If you want to understand how plant populations will respond as the climate changes, just examine the plants in different locations.
That’s one of the conclusions drawn by UC Merced School of Natural Sciences Professor Jason Sexton in a new paper that’s part of a special issue of the American Journal of Botany exploring the evolution of plants.
Written by Sexton and graduate student Erin Dickman, “What Can Local and Geographic Population Limits Tell Us about Distributions?” looks at different populations of monkey flowers in the Sierra Nevada and compares them with populations in different locations with different climates.
“If you have the same species in two climates, each will likely have adapted to its climate, and each will be quite different, genetically,” Sexton said.
So if you want to see what a monkey flower population might look like in 50 years, you could study one now living in a markedly warmer climate, as scientists predict the Earth will be by the end of this century.

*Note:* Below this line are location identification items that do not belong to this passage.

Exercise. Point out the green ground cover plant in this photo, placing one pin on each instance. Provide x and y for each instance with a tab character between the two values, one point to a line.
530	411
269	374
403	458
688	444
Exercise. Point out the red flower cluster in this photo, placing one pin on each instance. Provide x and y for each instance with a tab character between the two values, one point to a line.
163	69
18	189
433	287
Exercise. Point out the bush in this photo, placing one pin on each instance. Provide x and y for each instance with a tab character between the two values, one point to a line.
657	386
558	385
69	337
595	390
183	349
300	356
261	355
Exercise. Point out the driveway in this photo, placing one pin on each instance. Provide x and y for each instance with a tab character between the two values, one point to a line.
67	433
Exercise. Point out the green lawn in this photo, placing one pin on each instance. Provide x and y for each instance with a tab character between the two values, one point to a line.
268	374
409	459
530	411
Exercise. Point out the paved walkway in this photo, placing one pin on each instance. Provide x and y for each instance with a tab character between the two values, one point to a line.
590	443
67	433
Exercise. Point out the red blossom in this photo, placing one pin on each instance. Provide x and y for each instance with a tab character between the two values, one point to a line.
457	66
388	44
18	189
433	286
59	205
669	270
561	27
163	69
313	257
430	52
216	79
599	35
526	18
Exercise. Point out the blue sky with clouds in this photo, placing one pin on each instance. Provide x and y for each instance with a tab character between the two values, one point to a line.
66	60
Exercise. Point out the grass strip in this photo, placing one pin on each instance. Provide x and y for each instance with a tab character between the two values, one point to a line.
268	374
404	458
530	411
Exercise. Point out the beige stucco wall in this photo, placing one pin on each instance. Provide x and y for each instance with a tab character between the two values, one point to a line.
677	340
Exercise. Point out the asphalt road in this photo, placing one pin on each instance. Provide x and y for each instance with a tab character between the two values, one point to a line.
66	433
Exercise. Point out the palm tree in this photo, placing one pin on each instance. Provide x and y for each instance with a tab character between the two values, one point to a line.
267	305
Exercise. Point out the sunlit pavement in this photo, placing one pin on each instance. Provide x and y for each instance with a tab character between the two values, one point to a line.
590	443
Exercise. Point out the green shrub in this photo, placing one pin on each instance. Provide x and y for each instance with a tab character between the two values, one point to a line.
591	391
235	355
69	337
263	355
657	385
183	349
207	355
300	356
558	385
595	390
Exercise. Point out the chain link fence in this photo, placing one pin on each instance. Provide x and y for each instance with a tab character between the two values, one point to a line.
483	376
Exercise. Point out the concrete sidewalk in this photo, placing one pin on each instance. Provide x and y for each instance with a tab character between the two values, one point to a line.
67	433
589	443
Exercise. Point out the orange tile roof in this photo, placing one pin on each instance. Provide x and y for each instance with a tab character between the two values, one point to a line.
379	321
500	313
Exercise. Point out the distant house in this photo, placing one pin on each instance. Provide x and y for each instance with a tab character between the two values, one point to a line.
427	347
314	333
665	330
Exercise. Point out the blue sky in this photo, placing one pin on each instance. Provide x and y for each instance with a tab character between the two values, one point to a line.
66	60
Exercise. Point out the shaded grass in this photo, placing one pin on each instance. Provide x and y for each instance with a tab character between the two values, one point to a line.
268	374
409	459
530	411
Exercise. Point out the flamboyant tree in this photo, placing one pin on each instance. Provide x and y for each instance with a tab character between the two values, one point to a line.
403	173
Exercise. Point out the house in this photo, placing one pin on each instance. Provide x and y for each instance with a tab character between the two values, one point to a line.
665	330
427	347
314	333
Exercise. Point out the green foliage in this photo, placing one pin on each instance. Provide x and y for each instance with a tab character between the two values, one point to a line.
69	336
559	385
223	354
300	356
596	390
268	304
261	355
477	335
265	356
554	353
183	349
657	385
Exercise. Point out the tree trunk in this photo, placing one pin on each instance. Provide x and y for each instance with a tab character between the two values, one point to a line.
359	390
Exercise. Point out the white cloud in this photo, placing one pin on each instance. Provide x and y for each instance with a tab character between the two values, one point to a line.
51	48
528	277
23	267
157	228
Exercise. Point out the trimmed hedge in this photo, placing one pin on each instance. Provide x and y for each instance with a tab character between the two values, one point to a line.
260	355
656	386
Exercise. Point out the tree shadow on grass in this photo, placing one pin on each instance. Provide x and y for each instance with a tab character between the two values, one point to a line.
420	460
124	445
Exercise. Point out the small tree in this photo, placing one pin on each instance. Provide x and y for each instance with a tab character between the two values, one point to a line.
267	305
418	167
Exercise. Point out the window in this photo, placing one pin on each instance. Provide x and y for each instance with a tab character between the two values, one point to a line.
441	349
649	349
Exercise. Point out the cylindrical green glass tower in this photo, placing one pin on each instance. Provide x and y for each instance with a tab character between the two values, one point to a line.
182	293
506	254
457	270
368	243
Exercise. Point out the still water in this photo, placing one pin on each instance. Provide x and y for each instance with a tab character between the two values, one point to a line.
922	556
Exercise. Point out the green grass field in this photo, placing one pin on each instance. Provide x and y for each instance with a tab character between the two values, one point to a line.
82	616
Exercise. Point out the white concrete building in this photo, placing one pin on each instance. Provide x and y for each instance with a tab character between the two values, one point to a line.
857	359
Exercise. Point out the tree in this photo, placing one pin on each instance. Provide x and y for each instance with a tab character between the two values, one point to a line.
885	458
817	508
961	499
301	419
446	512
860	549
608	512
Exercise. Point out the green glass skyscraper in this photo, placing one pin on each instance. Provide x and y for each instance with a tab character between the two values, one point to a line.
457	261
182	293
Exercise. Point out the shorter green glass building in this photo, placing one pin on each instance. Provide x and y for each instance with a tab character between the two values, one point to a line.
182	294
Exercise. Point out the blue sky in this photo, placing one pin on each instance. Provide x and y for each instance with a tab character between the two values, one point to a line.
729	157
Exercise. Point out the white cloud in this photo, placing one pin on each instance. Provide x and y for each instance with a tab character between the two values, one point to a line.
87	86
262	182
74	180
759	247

Understanding the evolutionary and ecological factors that determine plant distributions could help improve climate-change modeling, but it could also help researchers and resource managers keep plant species from going extinct as the climate changes.
“How fast species can adapt depends on variations in their genes, and how varied the genes are depends on how broad the populations are, and how connected they are to each other,” Sexton said. “Having a wide distribution will help species survive.”
Sexton said that he and Dickman tested monkey flowers at different elevations to see if they could survive in different areas. They transferred seeds across different growing ranges and outside their growing areas, but into habitats that looked the same.
In some cases, the delicate monkey flower couldn’t live even 15 meters from where it was originally growing.
However, the plants that had been living at an elevation of 3,000 feet could reproduce — though not thrive — when living at 11,000 feet, which could indicate they can adjust to a cooler climate.
“We’re experimenting with gene flow to see if that will help them,” Sexton said. “You can expect that plants are under harsh stress when they are outside their normal growing range, and it turns out it is not random where they grow. It’s strongly dictated by natural selection.”
Under controlled circumstances, Sexton will see if sharing genes via pollen between different populations of monkey flower will allow range expansions.
The experiments apply to all plants, he said, including crop plants.
Though scientists across the globe are working to figure out how we and the other living things we depend on can survive the coming changes, having a better understanding of plant evolution will be especially important in California, where much of the country’s produce is grown.
California is also a state with more than 2,000 species of unique flora — the most of any state in the country. Montana, the state with the next largest land area, has fewer than 20 unique plant species.
“We’ve got a lot to enjoy in this state,” Sexton said, “but we’ve got a lot to lose, too.”